Associate Justice Elena Kagan delivered the opinion and in doing so seemed to have very little difficultly in coming to her conclusions. Kagan emphasized that the holding was very narrow in writing that “[o]ur holding today is limited — addressing the situation before us, rather than every one involving a self-replicating product.” However, the decision may foreshadow the stance the Court will take regarding other situations where a product is self-replicating as were Monsanto’s patented seeds in this case.
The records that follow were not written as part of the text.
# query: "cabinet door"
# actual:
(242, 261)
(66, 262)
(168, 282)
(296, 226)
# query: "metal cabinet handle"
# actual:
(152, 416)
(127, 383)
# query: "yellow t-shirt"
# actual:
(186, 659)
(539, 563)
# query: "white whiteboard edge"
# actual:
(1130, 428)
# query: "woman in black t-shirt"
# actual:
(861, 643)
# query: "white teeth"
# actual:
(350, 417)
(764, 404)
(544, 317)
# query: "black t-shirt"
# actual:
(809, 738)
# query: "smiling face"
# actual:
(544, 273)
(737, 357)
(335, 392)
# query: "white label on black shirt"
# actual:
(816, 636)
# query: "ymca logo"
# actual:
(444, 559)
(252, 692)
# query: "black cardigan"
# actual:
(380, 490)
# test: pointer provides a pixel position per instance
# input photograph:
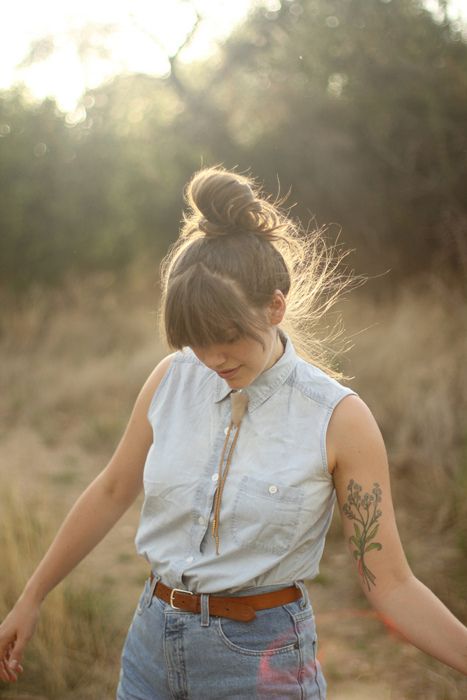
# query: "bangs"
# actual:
(202, 308)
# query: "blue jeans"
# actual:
(169, 654)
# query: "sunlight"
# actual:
(92, 41)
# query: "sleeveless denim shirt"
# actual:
(279, 497)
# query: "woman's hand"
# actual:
(15, 631)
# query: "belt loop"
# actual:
(304, 599)
(204, 609)
(154, 582)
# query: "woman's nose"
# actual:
(214, 358)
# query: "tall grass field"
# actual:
(72, 363)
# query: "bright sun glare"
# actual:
(141, 34)
(134, 35)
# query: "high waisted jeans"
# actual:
(169, 654)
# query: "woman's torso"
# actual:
(278, 498)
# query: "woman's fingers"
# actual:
(6, 673)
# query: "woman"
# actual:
(242, 443)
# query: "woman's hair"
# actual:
(236, 247)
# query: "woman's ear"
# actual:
(277, 307)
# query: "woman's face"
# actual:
(241, 360)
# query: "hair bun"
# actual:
(224, 203)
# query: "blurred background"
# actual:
(359, 108)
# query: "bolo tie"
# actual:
(239, 403)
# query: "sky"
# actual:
(141, 35)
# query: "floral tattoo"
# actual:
(365, 511)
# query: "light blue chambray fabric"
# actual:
(279, 497)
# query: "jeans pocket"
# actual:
(272, 631)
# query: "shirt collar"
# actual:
(266, 383)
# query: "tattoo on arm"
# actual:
(364, 510)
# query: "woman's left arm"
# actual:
(359, 465)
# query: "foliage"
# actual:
(358, 107)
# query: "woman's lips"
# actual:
(229, 373)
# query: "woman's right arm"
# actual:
(95, 512)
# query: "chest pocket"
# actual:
(266, 514)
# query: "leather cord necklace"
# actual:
(239, 401)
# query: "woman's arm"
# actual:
(361, 476)
(95, 512)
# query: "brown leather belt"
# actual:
(240, 608)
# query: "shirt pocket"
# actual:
(266, 515)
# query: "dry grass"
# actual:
(72, 365)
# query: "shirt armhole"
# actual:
(324, 457)
(159, 388)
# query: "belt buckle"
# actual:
(177, 590)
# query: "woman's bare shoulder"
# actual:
(351, 422)
(154, 380)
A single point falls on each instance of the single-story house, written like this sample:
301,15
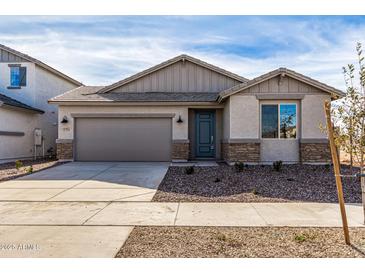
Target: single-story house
185,109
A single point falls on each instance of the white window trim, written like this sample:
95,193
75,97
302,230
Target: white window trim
279,104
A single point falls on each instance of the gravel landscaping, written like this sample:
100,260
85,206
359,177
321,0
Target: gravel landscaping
294,183
264,242
9,172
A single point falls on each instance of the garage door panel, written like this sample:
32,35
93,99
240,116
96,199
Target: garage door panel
123,139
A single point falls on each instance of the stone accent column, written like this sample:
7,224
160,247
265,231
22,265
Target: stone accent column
241,151
64,149
315,152
180,150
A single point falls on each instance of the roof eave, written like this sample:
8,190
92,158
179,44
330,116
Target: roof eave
25,109
227,93
169,62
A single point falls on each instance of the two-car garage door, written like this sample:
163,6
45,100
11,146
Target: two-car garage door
123,139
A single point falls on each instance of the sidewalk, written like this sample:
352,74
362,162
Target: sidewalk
227,214
177,214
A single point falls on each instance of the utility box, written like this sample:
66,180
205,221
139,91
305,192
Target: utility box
37,137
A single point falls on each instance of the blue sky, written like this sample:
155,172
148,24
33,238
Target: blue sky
103,49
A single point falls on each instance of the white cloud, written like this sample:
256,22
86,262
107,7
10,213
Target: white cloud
97,57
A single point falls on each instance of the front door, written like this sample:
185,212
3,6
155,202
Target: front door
205,134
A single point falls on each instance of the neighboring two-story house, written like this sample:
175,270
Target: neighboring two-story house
25,86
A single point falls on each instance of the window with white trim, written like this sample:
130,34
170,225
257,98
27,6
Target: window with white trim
18,76
279,121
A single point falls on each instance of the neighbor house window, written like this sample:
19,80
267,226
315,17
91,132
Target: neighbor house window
279,121
18,76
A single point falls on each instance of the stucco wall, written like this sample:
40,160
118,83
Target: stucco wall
41,85
244,117
312,115
179,130
17,147
24,94
226,119
243,114
47,86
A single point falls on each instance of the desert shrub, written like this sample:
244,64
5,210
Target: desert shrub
254,191
222,237
189,170
30,169
239,166
18,164
277,165
300,238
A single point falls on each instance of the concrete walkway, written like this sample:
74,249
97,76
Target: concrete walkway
177,214
89,210
99,229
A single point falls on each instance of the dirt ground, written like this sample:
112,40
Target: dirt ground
8,171
264,242
294,183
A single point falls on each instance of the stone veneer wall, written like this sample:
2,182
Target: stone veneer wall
64,150
180,150
241,152
315,153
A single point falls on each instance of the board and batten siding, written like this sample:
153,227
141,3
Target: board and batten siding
7,57
180,77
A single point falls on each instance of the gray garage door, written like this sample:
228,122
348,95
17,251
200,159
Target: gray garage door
123,139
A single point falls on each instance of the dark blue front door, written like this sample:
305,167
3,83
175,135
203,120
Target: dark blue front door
205,134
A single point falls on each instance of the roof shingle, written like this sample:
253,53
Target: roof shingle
5,100
90,93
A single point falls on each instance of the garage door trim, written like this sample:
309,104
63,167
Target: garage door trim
123,115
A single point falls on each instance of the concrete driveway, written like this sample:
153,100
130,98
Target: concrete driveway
88,182
44,214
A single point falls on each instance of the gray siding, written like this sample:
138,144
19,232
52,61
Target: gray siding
180,77
284,86
6,57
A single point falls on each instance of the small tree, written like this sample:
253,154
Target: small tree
349,116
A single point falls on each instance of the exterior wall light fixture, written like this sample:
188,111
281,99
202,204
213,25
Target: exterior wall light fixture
64,120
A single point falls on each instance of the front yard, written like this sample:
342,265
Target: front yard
294,183
255,242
Under the doctrine of patent exhaustion, “the initial authorized sale of a patented item terminates all patent rights to that item.” *Quanta Computer, Inc. v. LG Electronics, Inc., *553 U.S. 617, 625 (2008). The logic of the decision hinged on the argument that the doctrine of patent exhaustion restricts a patentee’s rights only as to the particular article sold and that when a farmer reproduces the seeds new articles are produced which have not been the subject of an authorized sale. Therefore, the doctrine of patent exhaustion in inapplicable as to the newly created seeds and Monsanto, therefore, retains the right to restrict the use thereof. “Because Bowman thus reproduced Monsanto’s patented invention, the exhaustion doctrine does not protect him,” Kagan explained. Although Bowman defended his actions by arguing that the soybeans naturally self-replicate and thus “it was the planted soybean, not Bowman” that made the replicas of Monsanto’s patented invention. Kagan seemed amused as she dismissed this “blame-the-bean defense” and noted that it was Bowman and not the beans that tended to and harvested eight successive soybean crops.

Kagan showed her concern for the implications of an opposite ruling. “[I]f simple copying were a protected use, a patent would plummet in value after the first sale of the first item containing the invention. The undiluted patent monopoly, it might be said, would extend not for 20 years (as the Patent Act promises), but for only one transaction. And that would result in less incentive for innovation than Congress wanted. Hence our repeated insistence that exhaustion applies only to the particular item sold, and not to reproductions.”